At the same time, the EU has been hardening its external borders, particularly since the so-called refugee crisis in 2015/16 – a strategy known as ‘Fortress Europe’.
For people in search of better opportunities or seeking sanctuary, Europe – wealthy, relatively free, with many job opportunities and settled diasporas – was a common and logical destination. But while it is not a new phenomenon, the crisis in 2015/16 made the issue much more visible and presented a picture of migration as a largely unmanaged process. While the number of people put in place then to prevent entry are still in place.

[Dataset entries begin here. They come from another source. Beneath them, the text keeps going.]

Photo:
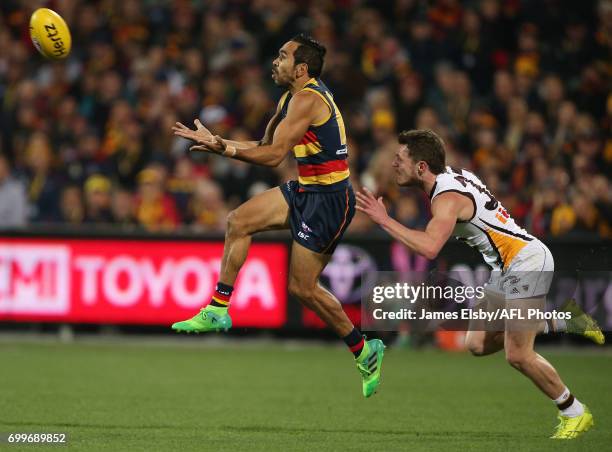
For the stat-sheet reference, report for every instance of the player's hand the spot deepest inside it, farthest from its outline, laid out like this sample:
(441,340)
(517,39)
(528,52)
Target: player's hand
(372,207)
(216,145)
(200,135)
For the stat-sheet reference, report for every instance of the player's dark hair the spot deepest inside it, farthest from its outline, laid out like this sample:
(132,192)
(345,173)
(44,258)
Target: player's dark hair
(427,146)
(311,53)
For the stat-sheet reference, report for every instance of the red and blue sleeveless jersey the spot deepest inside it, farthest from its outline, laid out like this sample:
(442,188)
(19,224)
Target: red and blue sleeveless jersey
(321,154)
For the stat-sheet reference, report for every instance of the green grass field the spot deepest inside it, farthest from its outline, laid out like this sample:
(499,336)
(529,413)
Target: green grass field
(149,397)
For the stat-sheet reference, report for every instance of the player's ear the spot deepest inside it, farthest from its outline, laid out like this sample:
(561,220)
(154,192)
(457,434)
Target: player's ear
(300,69)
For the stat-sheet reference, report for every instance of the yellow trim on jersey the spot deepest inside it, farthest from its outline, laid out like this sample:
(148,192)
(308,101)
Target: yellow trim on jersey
(304,150)
(507,246)
(325,179)
(282,101)
(317,124)
(339,120)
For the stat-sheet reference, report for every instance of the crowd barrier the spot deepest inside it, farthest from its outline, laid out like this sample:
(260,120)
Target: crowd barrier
(155,279)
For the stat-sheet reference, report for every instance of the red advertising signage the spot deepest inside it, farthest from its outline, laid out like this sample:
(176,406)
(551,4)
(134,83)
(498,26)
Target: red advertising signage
(134,281)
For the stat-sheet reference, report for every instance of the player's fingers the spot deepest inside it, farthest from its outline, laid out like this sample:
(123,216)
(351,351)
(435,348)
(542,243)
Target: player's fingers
(364,198)
(368,192)
(199,125)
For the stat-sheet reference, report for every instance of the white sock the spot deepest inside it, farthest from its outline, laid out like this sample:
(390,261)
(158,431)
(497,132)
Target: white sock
(559,325)
(575,409)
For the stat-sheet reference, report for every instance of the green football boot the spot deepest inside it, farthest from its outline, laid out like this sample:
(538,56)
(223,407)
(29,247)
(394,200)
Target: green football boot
(369,364)
(210,318)
(581,323)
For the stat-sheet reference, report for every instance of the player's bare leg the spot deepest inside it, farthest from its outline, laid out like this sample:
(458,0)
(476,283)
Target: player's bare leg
(575,418)
(264,212)
(306,266)
(481,338)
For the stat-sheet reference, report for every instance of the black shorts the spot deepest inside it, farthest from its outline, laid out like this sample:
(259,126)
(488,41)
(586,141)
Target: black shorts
(318,219)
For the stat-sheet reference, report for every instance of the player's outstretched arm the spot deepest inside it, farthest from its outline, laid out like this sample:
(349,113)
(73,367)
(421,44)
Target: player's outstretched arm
(203,136)
(445,210)
(302,111)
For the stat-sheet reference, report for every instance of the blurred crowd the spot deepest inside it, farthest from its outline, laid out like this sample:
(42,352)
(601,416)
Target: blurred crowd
(518,89)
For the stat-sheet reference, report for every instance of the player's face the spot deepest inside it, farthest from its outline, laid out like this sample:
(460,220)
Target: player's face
(405,169)
(283,67)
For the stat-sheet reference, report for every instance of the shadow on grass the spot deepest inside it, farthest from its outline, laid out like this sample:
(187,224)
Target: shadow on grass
(399,433)
(102,426)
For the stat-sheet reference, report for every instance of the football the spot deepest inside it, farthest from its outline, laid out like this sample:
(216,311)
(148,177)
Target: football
(50,34)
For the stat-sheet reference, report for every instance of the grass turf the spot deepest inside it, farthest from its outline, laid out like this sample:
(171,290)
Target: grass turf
(117,397)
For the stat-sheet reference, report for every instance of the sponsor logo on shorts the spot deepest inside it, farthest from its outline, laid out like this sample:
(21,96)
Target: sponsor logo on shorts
(305,227)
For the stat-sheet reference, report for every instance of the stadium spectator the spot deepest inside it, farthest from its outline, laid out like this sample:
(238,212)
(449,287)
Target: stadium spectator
(508,85)
(155,209)
(98,200)
(13,203)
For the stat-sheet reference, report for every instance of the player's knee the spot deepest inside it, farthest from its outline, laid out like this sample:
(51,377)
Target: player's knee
(475,344)
(476,348)
(517,359)
(301,291)
(235,224)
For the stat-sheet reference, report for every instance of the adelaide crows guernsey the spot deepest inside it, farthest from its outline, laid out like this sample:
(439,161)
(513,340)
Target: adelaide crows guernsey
(321,154)
(490,230)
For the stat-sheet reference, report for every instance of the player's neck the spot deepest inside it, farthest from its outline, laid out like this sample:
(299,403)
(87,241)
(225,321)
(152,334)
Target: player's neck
(299,83)
(429,180)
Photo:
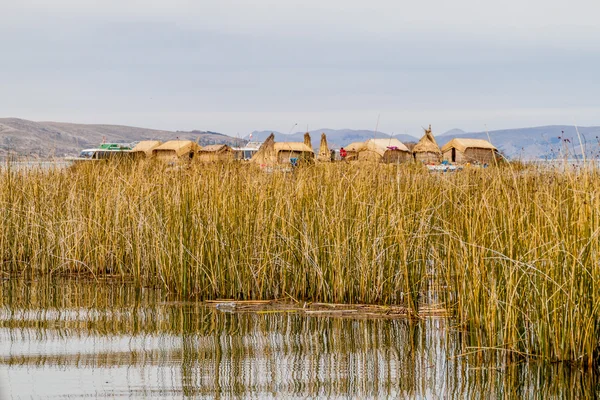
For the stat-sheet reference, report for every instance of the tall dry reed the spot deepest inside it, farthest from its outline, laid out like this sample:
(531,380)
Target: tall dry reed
(514,254)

As a result, it is now even harder for migrants to enter the EU, irrespective of their motives, including the need to apply for asylum. Despite the fact that the EU as well as its member states have committed to allowing people to exercise this human right. This harsh approach has led to refugees taking more dangerous routes to reach Europe and consequently a rise in the number of dead or missing en route.

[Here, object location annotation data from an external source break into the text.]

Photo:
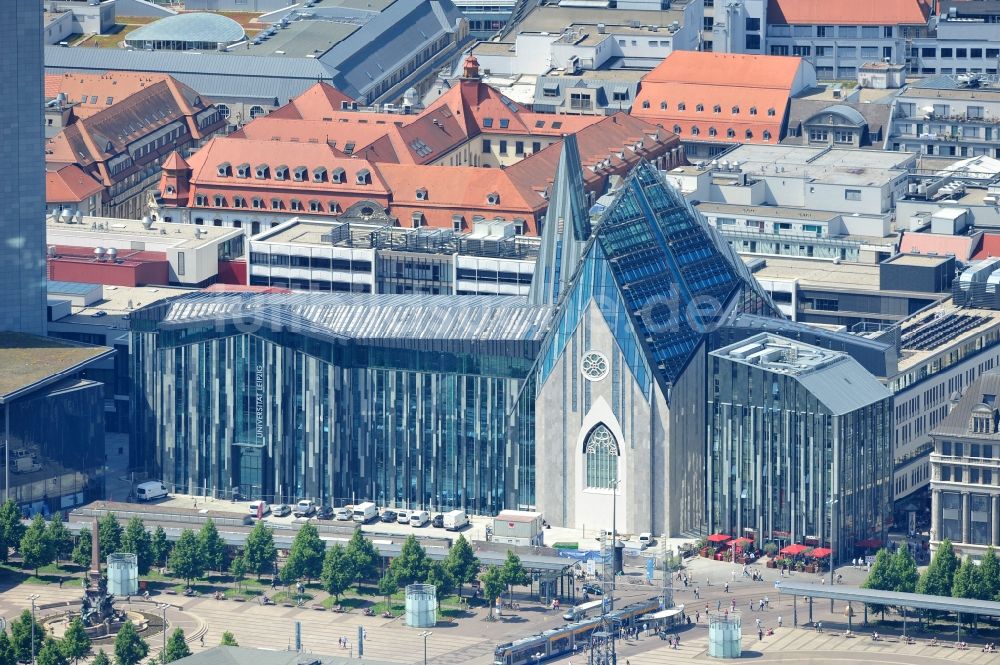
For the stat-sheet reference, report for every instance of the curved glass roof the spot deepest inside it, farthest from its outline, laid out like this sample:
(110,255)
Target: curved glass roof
(190,27)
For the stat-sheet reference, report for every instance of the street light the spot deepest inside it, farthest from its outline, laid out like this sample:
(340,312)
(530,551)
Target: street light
(425,635)
(163,608)
(33,597)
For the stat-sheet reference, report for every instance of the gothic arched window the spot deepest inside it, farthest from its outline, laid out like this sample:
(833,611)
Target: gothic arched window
(601,451)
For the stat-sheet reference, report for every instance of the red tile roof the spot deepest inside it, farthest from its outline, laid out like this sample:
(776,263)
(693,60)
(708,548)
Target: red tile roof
(719,97)
(847,12)
(989,247)
(961,247)
(69,184)
(316,103)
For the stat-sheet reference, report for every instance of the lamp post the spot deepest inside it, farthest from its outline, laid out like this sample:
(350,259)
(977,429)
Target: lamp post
(425,635)
(33,597)
(833,550)
(163,608)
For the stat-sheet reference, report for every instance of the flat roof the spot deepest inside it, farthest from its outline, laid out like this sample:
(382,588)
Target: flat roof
(832,165)
(31,361)
(923,260)
(92,230)
(875,597)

A little known fact about Fortress Europe is that it actually does not stop at the physical borders of the EU but goes deep into neighbouring countries or even further (Sudan is one example). Increasingly, the EU and its member states have attempted to build buffer zones in countries upstream of migration routes, such as Libya and Turkey, to ensure that irregular migrants wishing to reach Europe are not even able to approach its borders.
These approaches can take various forms, often in the form of agreements between countries: for instance, Morocco is paid by Spain to do much of the dirty work of militarizing its border, including naval pushbacks of boats heading towards the Spanish mainland and periodic raids on migrant camps near the Spanish enclaves on Ceuta and Melilla. Other measures include building reception and detention centres for migrants and refugees beyond the EU borders without proper access to asylum procedures, funding and training coast guards as ‘development assistance’ and so-called ‘readmission agreements’ with neighbours or countries of origin to enable European states to easily send back those who managed to reach the EU.
The European Border and Coast Guard Agency, more commonly known as Frontex, is based in Warsaw, Poland and oversees the implementation of EU-wide migration policy. It provides up-to-date data on migration patterns to and within Europe that is useful for journalists. You can, for instance, look at the common routes taken by irregular migrants in its migratory map.